Preston Thornton
Hello,
In working with products such as HP Openview and OMi, I was familiar with features such as message correlation. In the current version of xMatters, has this capability?
0
Comments
Please sign in to leave a comment.
Hi Preston,
I might need some elaboration on what you're looking for when it comes to message correlation but from what I've been able to deduce I think our event flood control features are what come closest to this:
https://help.xmatters.com/ondemand/installadmin/systemadministration/event-flood-control.htm
This allows us to look at the content of any event that is injected by an integration and check if it matches criteria for past events within a certain timeframe. If enough of these pile up we "correlate" the cause for future events to be rooted by a past one and we won't over-notify the user/group community about it. We still log and capture each one though so you can go back and see what came through from a reporting perspective.
Did I get this right? If you have more to your question please let us know.
Piling onto Francois' response, we automatically configure a "flood control" rule on the creation of any integration and is titled "Event Rate Filter". That rule is designed to protect on-call resources from noisy integration points. It can be changed in the user interface, but defaults to any integration that targets requests to the same recipient list more than 4 times in a minute will enter into a rolling suppression window that as long as you are meeting or exceeding that submission rate will continue to suppress requests, and correlate them to a parent event. The parent event will have a stacked icon in the Recent Events report, and you will have a "Suppression" tab visible when you drill into the event (see: https://help.xmatters.com/ondemand/installadmin/reporting/suppression-report.htm) that shows all of the correlated requests. The default rule also states that while in a suppression window, we will notify the recipient list of the suppression condition on the initial trigger, and every 900s or 1000 requests as long as the event submission rate continues. You can change any of the defaults to select or remove properties used for correlation, or adjust any of the time values listed (I personally lower my trigger conditions to 3 events within 5s.

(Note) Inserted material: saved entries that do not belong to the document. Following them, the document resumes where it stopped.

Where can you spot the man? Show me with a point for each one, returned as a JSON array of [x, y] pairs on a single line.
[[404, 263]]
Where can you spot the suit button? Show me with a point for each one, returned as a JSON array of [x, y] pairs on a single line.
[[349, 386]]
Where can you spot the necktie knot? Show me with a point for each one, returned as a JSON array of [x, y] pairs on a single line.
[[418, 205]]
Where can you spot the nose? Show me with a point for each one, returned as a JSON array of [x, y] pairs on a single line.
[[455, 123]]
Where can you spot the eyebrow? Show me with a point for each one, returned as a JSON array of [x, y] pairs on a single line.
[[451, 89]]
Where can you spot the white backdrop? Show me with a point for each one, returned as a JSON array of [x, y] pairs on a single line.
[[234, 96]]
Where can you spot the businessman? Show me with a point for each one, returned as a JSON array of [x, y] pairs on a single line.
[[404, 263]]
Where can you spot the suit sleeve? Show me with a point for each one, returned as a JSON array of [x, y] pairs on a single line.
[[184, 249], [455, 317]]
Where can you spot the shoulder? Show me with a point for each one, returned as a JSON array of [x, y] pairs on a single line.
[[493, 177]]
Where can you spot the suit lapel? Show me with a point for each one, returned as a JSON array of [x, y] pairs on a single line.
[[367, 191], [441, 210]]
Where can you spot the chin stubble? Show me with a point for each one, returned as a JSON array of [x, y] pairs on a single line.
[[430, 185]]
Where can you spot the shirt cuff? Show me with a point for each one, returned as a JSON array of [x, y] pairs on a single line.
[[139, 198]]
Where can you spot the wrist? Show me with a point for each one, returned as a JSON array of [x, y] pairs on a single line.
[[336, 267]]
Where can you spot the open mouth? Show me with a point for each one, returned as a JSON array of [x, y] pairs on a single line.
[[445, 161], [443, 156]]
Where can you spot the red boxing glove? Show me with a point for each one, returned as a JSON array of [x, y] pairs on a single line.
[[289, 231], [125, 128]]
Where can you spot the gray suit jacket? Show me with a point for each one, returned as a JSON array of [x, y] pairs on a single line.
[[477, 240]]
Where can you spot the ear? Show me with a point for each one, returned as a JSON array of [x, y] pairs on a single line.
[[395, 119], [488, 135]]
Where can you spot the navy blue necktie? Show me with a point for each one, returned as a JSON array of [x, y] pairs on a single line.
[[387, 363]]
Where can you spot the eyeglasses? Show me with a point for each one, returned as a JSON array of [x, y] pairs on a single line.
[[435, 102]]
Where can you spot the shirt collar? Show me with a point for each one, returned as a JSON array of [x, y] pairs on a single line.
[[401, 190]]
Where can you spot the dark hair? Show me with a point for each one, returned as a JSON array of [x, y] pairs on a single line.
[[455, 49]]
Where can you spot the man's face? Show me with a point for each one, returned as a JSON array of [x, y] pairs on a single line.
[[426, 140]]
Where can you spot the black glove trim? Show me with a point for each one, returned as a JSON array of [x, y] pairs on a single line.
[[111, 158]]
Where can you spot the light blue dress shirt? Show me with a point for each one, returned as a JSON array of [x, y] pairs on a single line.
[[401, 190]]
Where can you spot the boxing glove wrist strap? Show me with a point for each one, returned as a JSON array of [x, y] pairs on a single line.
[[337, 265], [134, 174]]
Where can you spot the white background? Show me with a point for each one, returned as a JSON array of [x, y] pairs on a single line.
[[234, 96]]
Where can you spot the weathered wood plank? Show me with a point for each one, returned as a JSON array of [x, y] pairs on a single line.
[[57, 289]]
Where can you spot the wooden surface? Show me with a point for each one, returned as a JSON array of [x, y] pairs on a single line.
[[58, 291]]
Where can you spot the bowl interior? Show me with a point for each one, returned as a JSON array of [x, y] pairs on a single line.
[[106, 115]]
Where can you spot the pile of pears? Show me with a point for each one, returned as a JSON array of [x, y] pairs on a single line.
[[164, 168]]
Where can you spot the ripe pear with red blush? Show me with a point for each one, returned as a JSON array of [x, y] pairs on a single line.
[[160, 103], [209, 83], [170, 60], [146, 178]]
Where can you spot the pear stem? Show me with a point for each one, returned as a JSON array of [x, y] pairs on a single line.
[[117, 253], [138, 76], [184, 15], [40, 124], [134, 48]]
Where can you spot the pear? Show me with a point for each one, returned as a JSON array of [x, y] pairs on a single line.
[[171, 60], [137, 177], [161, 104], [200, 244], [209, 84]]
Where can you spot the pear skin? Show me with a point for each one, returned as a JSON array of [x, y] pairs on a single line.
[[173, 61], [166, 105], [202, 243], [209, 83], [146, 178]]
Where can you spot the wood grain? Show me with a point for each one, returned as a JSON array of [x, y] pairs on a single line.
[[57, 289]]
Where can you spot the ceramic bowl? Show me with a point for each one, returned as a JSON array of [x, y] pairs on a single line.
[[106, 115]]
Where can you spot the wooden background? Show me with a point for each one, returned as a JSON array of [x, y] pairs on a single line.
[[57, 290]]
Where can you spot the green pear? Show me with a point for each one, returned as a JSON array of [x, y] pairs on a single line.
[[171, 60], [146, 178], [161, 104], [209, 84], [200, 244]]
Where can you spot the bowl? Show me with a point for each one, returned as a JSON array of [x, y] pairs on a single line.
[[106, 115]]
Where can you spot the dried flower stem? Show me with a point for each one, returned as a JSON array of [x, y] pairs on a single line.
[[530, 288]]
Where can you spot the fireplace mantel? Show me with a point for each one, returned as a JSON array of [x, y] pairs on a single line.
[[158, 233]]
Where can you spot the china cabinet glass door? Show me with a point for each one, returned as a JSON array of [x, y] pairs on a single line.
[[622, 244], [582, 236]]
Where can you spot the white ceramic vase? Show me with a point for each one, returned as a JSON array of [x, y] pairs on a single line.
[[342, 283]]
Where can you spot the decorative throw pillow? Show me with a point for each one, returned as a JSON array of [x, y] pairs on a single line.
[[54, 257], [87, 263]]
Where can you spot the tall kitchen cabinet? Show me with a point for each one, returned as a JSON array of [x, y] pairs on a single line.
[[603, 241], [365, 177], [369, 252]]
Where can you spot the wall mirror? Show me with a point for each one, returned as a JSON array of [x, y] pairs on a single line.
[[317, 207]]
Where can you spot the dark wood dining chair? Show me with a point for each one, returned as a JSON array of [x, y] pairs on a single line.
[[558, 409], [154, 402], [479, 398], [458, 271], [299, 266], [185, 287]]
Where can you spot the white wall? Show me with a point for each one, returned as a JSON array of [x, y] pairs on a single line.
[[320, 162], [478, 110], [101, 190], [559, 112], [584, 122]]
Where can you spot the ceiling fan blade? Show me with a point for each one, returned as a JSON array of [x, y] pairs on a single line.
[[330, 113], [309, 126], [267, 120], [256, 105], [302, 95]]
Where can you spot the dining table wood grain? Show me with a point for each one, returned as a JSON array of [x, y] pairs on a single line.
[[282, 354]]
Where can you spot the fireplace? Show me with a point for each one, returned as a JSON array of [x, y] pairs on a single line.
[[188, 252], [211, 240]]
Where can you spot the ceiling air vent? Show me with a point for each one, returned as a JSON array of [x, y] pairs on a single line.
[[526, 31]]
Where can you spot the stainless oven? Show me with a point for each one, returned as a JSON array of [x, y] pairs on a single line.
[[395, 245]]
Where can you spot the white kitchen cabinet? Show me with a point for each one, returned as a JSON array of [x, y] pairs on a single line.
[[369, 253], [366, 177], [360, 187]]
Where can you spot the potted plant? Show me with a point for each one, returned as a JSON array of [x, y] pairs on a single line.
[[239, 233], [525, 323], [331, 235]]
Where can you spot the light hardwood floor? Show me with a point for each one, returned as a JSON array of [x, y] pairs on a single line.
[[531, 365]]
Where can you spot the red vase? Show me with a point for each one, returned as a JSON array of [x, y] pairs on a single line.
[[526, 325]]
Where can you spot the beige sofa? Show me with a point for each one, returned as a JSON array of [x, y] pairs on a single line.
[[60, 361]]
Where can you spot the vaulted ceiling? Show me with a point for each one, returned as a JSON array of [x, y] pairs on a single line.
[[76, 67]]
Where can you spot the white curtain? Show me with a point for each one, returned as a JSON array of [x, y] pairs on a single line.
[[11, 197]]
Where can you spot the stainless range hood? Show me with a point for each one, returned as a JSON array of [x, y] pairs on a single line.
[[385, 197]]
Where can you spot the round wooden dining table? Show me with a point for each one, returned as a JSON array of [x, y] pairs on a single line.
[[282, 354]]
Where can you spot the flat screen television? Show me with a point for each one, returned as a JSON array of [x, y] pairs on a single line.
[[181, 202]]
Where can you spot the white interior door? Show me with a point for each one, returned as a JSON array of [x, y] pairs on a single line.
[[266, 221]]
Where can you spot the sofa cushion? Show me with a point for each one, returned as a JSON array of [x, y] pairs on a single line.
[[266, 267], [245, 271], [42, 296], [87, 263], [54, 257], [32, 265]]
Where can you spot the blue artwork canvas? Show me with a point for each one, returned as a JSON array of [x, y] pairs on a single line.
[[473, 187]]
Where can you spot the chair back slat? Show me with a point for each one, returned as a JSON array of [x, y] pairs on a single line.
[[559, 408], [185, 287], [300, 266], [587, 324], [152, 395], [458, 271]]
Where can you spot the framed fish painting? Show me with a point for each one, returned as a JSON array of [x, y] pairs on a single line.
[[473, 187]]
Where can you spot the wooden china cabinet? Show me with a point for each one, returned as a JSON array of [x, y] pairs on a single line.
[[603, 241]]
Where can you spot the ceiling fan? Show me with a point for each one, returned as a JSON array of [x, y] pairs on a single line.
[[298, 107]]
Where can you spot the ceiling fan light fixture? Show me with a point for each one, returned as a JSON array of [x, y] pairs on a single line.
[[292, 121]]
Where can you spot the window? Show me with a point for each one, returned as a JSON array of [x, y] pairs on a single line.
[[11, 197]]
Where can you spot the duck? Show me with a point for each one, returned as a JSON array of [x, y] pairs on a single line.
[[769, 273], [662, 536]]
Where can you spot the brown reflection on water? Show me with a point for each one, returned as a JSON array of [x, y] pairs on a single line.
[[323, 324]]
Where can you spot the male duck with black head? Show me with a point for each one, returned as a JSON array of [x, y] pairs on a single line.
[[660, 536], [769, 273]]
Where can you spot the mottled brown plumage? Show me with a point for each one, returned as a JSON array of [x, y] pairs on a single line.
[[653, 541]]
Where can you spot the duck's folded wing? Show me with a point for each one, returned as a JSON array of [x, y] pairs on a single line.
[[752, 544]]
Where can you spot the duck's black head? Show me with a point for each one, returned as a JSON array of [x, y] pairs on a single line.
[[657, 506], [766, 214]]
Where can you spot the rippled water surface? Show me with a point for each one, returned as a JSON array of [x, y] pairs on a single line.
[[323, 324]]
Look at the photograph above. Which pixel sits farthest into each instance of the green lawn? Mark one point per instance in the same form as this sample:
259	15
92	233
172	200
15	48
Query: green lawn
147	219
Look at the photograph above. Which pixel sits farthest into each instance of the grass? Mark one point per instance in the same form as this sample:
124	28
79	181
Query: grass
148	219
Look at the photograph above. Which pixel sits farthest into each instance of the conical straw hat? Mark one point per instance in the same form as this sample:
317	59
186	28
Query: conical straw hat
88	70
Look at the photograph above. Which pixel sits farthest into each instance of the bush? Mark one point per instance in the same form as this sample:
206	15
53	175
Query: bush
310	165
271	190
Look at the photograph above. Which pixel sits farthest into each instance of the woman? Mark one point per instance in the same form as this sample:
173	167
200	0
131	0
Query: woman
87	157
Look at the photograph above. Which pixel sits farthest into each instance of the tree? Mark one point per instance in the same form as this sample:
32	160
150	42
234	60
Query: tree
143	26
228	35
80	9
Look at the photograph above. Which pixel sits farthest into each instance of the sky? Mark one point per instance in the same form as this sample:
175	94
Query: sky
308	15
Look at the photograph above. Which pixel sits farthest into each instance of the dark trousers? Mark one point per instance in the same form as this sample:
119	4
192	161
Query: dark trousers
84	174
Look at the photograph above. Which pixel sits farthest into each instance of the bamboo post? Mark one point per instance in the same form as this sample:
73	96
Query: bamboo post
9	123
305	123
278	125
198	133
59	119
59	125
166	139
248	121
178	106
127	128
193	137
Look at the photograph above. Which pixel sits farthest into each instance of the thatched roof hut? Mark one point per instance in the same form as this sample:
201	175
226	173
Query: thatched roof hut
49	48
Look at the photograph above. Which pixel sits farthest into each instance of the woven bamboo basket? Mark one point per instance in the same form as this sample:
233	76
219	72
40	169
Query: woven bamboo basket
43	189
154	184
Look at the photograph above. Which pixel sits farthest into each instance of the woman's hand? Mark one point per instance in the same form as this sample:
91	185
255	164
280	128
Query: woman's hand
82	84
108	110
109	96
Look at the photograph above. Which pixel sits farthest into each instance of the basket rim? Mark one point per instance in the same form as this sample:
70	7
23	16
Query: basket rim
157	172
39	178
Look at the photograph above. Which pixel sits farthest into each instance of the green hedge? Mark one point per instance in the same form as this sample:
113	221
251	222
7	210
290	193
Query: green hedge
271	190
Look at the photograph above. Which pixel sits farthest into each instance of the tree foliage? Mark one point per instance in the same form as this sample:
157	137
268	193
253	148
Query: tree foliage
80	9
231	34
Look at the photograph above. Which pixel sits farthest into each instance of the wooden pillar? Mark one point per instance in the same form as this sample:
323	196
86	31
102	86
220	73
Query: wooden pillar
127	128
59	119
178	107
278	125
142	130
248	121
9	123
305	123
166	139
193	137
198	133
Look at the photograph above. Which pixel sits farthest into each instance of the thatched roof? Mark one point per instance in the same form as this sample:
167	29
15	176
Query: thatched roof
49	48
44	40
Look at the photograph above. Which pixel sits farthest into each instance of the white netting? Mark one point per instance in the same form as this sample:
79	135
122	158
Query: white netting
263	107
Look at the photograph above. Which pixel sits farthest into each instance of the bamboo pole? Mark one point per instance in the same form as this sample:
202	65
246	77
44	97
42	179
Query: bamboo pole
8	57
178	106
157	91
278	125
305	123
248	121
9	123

That default filter is designed based on the communication needs of incident management i.e. at point it isn't helpful to diagnose the situation from notifications, you are better off going into the third party system and viewing the issue directly.
The Openview suite likely has other correlation capabilities to support things like service dependencies, which we don't do, so you'll want to determine what problems you can solve using our rule-based approach vs what problems require other approaches.
(That is a lot to grok in one go... but hopefully we are pointing you to the correct behavior).